• lc [ attribute ]

    (also referred to as word_lc, word lowercase or word form lowercase) is one of the positional attributes of each token in the corpus. The lc attribute is a lowercased version of the word attribute: John becomes john, Apple becomes apple, BE becomes be. The lc attribute makes the upper case and lowercase version of each token identical. Searching the lc attribute is used for case insensitive searching. see also word form lemma (lowercase)
  • learner corpus [ corpus-types ]

    A collection of texts produced by learners of a language used to study errors and mistakes made by learners of languages. Learner corpora in Sketch Engine can use both error and correction annotation. A special search interface is available to search by the former or the latter or both. see also Setting up a learner corpus
  • lemma [ attribute ]

    Lemma is the basic form of a word, typically the form found in dictionaries. A lemmatized corpus allows for searching for a lemma so that the result include all forms of the word, e.g. searching for lemma go will find go, goes, went, going, gone, Go (if found at the beginning of sentences). Lemma in Sketch Engine is case sensitive so City and city are two different lemmas (City = the City of London; city = a common noun). The concept of lemma is not always clearly defined and may differ between languages. Often there is no single definition for the language. For example, in Sketch Engine, many, more, most are three different lemmas in English. On the other hand, in Czech, the same adjective which is also irregular hodně, více, nejvíce share the same lemma hodně. The situation is even more complex with agglutinating languages such as Turkish, Hungarian or Japanese where it may not be easy to decide how many affixes should be removed to produce a lemma. The term stem often replaces the term lemma but stem often refers to the very core part of the word while several lemmas may share the same stem. See also lemma-lc or compare with word form.
  • lemma_lc [ attribute ]

    lemma-lc is a case insensitive lemma.
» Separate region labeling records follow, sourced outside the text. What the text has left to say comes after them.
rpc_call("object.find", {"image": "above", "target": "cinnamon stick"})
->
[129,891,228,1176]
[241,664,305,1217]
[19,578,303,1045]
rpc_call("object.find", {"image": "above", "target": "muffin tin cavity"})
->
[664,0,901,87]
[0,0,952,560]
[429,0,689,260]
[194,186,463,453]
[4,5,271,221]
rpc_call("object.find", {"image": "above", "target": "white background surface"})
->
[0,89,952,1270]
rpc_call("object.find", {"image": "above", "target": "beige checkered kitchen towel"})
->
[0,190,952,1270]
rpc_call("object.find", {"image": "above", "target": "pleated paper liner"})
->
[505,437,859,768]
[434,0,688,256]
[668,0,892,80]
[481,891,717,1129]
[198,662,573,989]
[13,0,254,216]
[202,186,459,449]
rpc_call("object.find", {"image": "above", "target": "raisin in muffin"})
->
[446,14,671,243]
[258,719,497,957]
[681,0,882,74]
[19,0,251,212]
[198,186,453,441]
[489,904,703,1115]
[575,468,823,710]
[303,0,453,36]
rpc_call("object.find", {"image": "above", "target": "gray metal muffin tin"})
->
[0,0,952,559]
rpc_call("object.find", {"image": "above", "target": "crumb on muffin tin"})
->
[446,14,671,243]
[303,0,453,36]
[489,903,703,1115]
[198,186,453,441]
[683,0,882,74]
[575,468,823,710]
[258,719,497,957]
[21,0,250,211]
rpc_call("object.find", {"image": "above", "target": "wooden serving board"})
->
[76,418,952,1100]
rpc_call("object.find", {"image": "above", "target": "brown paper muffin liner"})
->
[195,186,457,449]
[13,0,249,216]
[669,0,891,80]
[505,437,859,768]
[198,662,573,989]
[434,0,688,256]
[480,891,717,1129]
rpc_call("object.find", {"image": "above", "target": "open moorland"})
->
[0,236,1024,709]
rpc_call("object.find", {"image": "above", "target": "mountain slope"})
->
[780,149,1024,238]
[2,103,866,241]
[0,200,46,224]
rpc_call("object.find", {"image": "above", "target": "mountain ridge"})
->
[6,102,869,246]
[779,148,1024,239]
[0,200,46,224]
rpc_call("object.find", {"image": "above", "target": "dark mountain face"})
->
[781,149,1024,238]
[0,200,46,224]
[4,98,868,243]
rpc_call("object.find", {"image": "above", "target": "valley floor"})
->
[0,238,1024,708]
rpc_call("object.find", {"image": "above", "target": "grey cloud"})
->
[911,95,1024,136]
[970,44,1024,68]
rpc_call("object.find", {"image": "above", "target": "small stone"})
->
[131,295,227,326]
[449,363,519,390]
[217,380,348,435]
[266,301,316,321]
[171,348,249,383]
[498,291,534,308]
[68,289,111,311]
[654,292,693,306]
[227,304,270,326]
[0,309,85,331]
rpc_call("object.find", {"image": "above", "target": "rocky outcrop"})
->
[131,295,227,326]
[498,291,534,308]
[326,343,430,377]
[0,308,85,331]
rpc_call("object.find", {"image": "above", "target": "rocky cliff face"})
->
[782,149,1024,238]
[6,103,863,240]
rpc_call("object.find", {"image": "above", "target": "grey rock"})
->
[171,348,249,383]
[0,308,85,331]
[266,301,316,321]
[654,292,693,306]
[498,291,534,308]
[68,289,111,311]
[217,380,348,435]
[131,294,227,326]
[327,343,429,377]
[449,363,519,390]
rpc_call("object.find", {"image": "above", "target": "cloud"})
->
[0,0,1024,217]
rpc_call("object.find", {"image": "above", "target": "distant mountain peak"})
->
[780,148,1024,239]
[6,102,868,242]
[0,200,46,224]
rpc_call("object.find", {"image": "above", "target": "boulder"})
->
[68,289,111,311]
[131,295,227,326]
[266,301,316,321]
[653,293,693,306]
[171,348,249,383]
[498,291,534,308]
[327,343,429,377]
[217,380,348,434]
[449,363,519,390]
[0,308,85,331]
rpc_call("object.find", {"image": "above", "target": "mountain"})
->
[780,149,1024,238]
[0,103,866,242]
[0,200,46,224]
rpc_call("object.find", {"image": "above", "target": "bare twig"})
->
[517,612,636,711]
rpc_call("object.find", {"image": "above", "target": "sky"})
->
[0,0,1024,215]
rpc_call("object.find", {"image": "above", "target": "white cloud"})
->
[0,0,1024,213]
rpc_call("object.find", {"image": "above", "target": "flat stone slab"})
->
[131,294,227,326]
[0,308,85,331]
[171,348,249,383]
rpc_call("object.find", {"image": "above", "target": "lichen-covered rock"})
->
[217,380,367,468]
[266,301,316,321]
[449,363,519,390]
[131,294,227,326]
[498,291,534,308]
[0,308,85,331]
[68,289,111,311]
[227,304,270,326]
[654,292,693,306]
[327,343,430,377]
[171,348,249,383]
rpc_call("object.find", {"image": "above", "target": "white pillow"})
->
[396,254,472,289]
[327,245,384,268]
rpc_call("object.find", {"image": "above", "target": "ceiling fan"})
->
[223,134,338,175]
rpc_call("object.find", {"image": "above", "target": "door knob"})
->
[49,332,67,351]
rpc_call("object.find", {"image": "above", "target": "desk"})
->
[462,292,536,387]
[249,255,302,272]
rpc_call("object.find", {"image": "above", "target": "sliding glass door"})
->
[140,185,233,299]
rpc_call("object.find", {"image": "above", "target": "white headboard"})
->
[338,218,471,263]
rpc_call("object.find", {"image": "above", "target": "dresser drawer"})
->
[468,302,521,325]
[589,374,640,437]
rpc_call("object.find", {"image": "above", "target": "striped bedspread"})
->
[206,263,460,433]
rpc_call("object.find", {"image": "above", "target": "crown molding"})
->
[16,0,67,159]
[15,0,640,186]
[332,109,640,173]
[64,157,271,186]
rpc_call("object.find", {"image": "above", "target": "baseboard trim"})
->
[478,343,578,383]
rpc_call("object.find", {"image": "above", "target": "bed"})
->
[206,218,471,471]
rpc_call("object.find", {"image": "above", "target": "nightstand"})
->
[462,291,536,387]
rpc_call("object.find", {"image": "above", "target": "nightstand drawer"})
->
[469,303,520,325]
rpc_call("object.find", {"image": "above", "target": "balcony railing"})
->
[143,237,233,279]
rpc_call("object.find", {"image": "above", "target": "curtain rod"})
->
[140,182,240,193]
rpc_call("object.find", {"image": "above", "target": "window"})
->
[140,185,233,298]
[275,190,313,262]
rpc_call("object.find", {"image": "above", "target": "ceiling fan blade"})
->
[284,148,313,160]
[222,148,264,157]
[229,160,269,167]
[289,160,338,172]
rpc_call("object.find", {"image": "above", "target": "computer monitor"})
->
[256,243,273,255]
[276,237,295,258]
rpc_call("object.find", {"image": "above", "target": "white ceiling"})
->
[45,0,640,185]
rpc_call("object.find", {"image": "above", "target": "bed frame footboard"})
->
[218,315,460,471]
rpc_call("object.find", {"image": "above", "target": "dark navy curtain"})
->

All upper-case characters are converted to lowercase. apple and Apple is the same thing. see lemma
  • Lemmatization

    Lemmatization is a process of assigning a lemma to each word form in a corpus using an automatic tool called a lemmatizer. Lemmatization bring the benefit of searching for a base form of a word and getting all the derived forms in the result, e.g. searching for go will also find goes, went, gone, going. See also PoS tagger stemming
  • lempos [ attribute ]

    lempos is a combination of lemma and part of speech (pos) consisting of the lemma, hyphen and a one-letter abbreviation of the part of speech, eg. go-vhouse-n. The part of speech abbreviations differ between corpora. Lempos is case sensitive, house-n is different from House-n.  see also lempos_lc
  • lempos_lc [ attribute ]

    lempos_lc is a case insensitive counterpart of lempos. All uppercase letters are converted to lowercase, thus House-n becomes identical with house-n.
  • likelihood [ statistics ]

    a function of parameters of a statistical model, it plays a key role in statistical inference and is the basis for the log-likelihood function. see Statistics in Sketch Engine
  • log-likelihood [ statistics ]

    one of the functions used in computed statistics of Sketch Engine. It is the association measures based on the likelihood function, using in tests for significance (see the log-likelihood calculator and more details)
  • logDice [ statistics ]

    a statistic measure for identifying collocations. It expresses the typicality of the co-occurence of the node and the collocate. It is used in the word sketch feature and also when computing collocations from a concordance. It is only based on the frequency of the node and the collocate and the frequency of the whole collocation. logDice is not affected by the size of the corpus and, therefore, can be used to compare the scores between different corpora. logDice is the preferred option when working with large corpora.   see also logDice in Statistics used in Sketch Engine A Lexicographer-Friendly Association Score (paper) T-score MI score
  • Longest-commonest match

    The longest-commonest match is a concept coined by Adam Kilgarriff to name the most common realisation of a collocation, i.e. the chunk of language in which the collocation appears most frequently. The longest-commonest match is part of the word sketch result screen to facilitate the understanding of how the collocation typically behaves.
  • longtag [ attribute ]

    Longtag is a detailed part-of-speech tag which usually contains more information than tag. Some corpora have tags containing only basic information on parts of speech and also attribute longtags consist of detailed grammatical information such as case, number, gender, etc. The longtangs are available in Estonian corpus etTenTen or Turkis corpus trTenTen.